Quality Time vs. Quantity Time

spending quality time with kids over breakfast

Parents want to have “a great time” with their kids. Realistically, however, how many “Kodak moments” are likely to occur? Wonderful moments or encounters don’t happen daily, and maybe not even weekly. More importantly, these moments can’t be scheduled. They happen when they happen.

There is a simple guideline for increasing the number of wonderful moments you have with your children: Spend more time with them. Aim to have “quantity time” and the “quality time” with your kids will follow.

What ways of spending time together are there? First, there are the basics. Have meals together. Engage the children in helping prepare the meal. Tuck your younger children into bed each night, preferably reading something out loud with them beforehand. In the car, turn off the radio and talk with each other. At restaurants talk together before the meal arrives.

Of course, there are times that kids are quiet, but if you have been paying attention to their interests, you can with luck come up with an almost endless string of questions about school, school subjects, friends and classmates, teachers, sports, lessons and other activities, books they are reading, shows they are watching, the music they like, and so forth.

But what about the fact that much of what younger children want to talk about is, to an adult, boring?  This point is hard to dispute! However, some considerations rise above the immediate conversation you are having. If your children develop the habit of telling you what is important to them now, they may maintain that habit later.  Later, of course, you will probably want to know about, for instance, the drug use around them, the sexual temptations or opportunities they have, or how you embarrass them. Listening to your younger child is also a great opportunity to nurture that child’s self-acceptance. It is an incredibly powerful experience for a child to command the attention of an adult in a sustained way, especially when that adult is a parent who cares for the child and enforces all those rules the child would be happy to eliminate. If I can command this adult’s attention, I must be alright, a worthy and important person!

As to “advanced” quantity time, here are a few suggestions to illustrate the possibilities.
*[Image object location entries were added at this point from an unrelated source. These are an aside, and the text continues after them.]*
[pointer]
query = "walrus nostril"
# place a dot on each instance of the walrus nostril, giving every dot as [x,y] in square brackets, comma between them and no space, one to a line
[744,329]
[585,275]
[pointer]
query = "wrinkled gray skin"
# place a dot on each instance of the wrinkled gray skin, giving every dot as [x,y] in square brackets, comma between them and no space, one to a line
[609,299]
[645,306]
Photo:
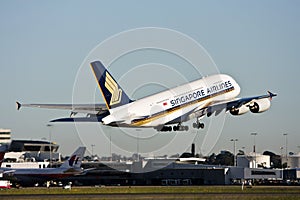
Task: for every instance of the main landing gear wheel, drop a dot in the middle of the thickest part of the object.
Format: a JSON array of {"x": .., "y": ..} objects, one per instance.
[
  {"x": 180, "y": 128},
  {"x": 198, "y": 125}
]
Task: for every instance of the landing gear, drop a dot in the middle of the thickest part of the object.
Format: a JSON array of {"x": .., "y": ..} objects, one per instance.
[
  {"x": 166, "y": 128},
  {"x": 198, "y": 125},
  {"x": 178, "y": 127}
]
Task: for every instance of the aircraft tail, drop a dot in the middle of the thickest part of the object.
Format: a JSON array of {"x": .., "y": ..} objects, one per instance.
[
  {"x": 3, "y": 150},
  {"x": 112, "y": 93},
  {"x": 75, "y": 159}
]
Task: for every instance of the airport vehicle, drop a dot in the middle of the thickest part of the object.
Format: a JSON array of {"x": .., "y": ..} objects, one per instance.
[
  {"x": 27, "y": 176},
  {"x": 164, "y": 111},
  {"x": 4, "y": 184}
]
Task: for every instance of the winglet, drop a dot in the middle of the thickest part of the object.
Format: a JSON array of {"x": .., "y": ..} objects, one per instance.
[
  {"x": 271, "y": 95},
  {"x": 18, "y": 105}
]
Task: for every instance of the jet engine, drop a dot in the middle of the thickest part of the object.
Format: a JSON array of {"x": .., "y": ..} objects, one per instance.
[
  {"x": 260, "y": 105},
  {"x": 239, "y": 111}
]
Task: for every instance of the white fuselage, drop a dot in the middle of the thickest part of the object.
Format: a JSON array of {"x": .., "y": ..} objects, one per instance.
[{"x": 163, "y": 107}]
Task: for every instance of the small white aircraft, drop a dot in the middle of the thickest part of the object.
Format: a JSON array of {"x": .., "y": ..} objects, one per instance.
[
  {"x": 193, "y": 100},
  {"x": 24, "y": 176}
]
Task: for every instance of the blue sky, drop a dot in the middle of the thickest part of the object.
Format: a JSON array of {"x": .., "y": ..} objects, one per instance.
[{"x": 42, "y": 45}]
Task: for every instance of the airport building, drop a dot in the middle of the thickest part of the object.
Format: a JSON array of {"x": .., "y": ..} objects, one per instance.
[
  {"x": 253, "y": 160},
  {"x": 31, "y": 154},
  {"x": 293, "y": 161}
]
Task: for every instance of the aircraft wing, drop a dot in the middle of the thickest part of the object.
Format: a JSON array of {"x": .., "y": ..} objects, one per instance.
[
  {"x": 75, "y": 108},
  {"x": 236, "y": 104}
]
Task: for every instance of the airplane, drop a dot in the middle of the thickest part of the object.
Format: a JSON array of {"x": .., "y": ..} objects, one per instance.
[
  {"x": 164, "y": 111},
  {"x": 25, "y": 176}
]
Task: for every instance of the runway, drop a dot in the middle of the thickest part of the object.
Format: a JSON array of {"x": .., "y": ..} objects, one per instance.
[{"x": 152, "y": 192}]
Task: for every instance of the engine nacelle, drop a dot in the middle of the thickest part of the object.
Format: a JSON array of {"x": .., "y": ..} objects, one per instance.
[
  {"x": 260, "y": 105},
  {"x": 239, "y": 111}
]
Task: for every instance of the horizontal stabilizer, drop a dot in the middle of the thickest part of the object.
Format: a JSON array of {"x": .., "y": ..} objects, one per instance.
[{"x": 78, "y": 119}]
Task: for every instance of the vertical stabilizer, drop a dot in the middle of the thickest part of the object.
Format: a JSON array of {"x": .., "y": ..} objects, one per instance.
[
  {"x": 75, "y": 159},
  {"x": 112, "y": 93}
]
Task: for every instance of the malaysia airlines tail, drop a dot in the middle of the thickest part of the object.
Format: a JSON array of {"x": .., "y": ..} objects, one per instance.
[
  {"x": 3, "y": 150},
  {"x": 112, "y": 93},
  {"x": 75, "y": 159}
]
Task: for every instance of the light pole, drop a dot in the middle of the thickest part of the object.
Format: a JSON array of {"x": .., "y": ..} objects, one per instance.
[
  {"x": 234, "y": 158},
  {"x": 254, "y": 148},
  {"x": 281, "y": 148},
  {"x": 286, "y": 148},
  {"x": 138, "y": 144},
  {"x": 92, "y": 145},
  {"x": 50, "y": 142}
]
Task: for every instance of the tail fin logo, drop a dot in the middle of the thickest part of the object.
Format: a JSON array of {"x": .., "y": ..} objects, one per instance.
[
  {"x": 71, "y": 160},
  {"x": 112, "y": 86}
]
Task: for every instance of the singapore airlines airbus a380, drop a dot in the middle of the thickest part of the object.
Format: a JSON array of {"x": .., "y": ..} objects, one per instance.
[{"x": 164, "y": 111}]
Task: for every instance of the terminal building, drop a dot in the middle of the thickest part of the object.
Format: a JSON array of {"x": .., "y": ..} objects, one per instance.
[{"x": 31, "y": 154}]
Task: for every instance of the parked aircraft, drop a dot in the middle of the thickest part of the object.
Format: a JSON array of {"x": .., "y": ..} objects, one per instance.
[
  {"x": 27, "y": 176},
  {"x": 164, "y": 111}
]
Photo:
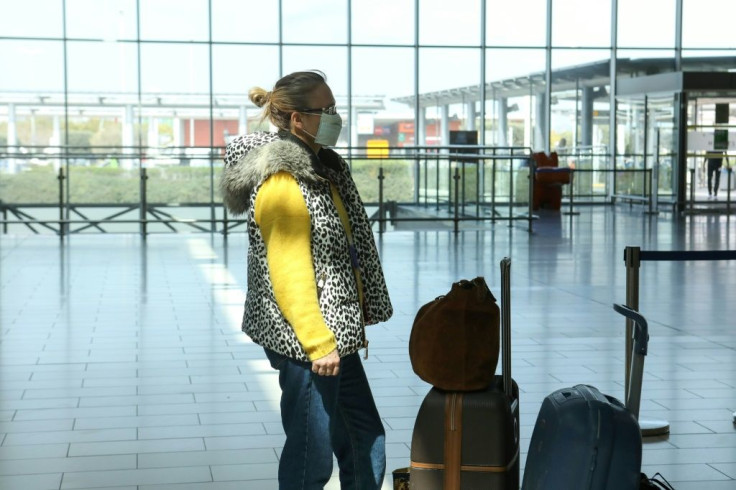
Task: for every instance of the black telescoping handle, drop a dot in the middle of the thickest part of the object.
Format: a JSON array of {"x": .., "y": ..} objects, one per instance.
[
  {"x": 506, "y": 325},
  {"x": 641, "y": 332},
  {"x": 636, "y": 370}
]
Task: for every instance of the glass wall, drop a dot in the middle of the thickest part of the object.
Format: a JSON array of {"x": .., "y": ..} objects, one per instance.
[{"x": 133, "y": 101}]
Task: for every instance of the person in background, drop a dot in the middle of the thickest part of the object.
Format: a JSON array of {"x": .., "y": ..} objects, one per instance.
[
  {"x": 714, "y": 162},
  {"x": 314, "y": 282}
]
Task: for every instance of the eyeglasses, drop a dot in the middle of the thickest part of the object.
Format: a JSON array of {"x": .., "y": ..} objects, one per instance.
[{"x": 324, "y": 110}]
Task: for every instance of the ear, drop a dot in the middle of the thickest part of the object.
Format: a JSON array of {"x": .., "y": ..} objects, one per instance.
[{"x": 296, "y": 120}]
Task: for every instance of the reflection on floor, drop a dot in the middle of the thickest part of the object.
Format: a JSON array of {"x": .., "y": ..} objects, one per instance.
[{"x": 122, "y": 365}]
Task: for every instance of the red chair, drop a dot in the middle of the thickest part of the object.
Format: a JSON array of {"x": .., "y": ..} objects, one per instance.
[{"x": 548, "y": 180}]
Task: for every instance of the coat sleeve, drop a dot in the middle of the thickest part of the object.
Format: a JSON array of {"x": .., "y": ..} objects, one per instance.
[{"x": 282, "y": 216}]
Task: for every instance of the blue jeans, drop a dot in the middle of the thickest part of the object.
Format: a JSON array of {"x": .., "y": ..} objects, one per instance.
[{"x": 323, "y": 415}]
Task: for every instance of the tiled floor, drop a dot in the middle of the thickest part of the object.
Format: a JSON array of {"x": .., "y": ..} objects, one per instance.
[{"x": 122, "y": 365}]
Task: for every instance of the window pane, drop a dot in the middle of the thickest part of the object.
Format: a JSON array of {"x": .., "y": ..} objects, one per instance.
[
  {"x": 175, "y": 20},
  {"x": 233, "y": 76},
  {"x": 113, "y": 19},
  {"x": 32, "y": 18},
  {"x": 453, "y": 23},
  {"x": 245, "y": 21},
  {"x": 501, "y": 32},
  {"x": 440, "y": 70},
  {"x": 446, "y": 68},
  {"x": 28, "y": 175},
  {"x": 232, "y": 81},
  {"x": 690, "y": 62},
  {"x": 635, "y": 27},
  {"x": 396, "y": 18},
  {"x": 569, "y": 58},
  {"x": 581, "y": 23},
  {"x": 637, "y": 61},
  {"x": 708, "y": 23},
  {"x": 114, "y": 69},
  {"x": 316, "y": 21},
  {"x": 332, "y": 61},
  {"x": 174, "y": 69},
  {"x": 378, "y": 114},
  {"x": 514, "y": 77},
  {"x": 30, "y": 66}
]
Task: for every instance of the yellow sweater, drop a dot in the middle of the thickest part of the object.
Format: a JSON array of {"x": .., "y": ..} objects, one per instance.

Does your child take music lessons? Attend the lessons regularly, and do your best to understand what is happening there. At home, sit with your child during practice sessions. If you can provide helpful feedback, do so, but most importantly, just sit there and listen! Comment on the progress you have heard, or the passages you especially like. Find out what is difficult for your child, and how that difficulty is being addressed.

Does your child play a sport? Attend games and practices.  Pay attention to what is happening, and ask about it later. Get your child’s perspective on what occurred. Better yet, coach the team if you are able, or be a team manager. At home suggest drills or exercises that might improve game skills, and do these together.

Go to the library together. Tell your child you will be looking for some books of your own, but to check in with you when he or she finds something interesting. Drop everything when this happens and go investigate what was interesting enough to want to ask for your attention.

Set aside blocks of time and allow your child to propose how that time will be spent together. You can still have veto power over any activity you have no tolerance for.  However, if you negotiate your activities, you’ll have a good time together, and your child will also learn how to negotiate.

In short, develop the expectation that your life and the lives of your children will be woven together in a moment to moment way, day after day. You will still need some quiet time of your own, but perhaps not as much as you thought. There is little that is more relaxing than having quality time with your kids!  Just make sure you put in enough quantity time to allow those moments to emerge regularly.  With luck, you will create bonds that over time become unbreakable.

Even if you are away from your children because you are admitted to alcohol and drug rehab, they are probably not far from your mind.  In addiction treatment of any type, it is important to focus on yourself long enough to make a good foundation for change.  How long it takes to build that foundation varies from person to person.  Once enough foundation is established, it is time to think about your relationships, especially your children.  The above ideas will be useful for building (or re-building) these relationships and spending quality time with your kids.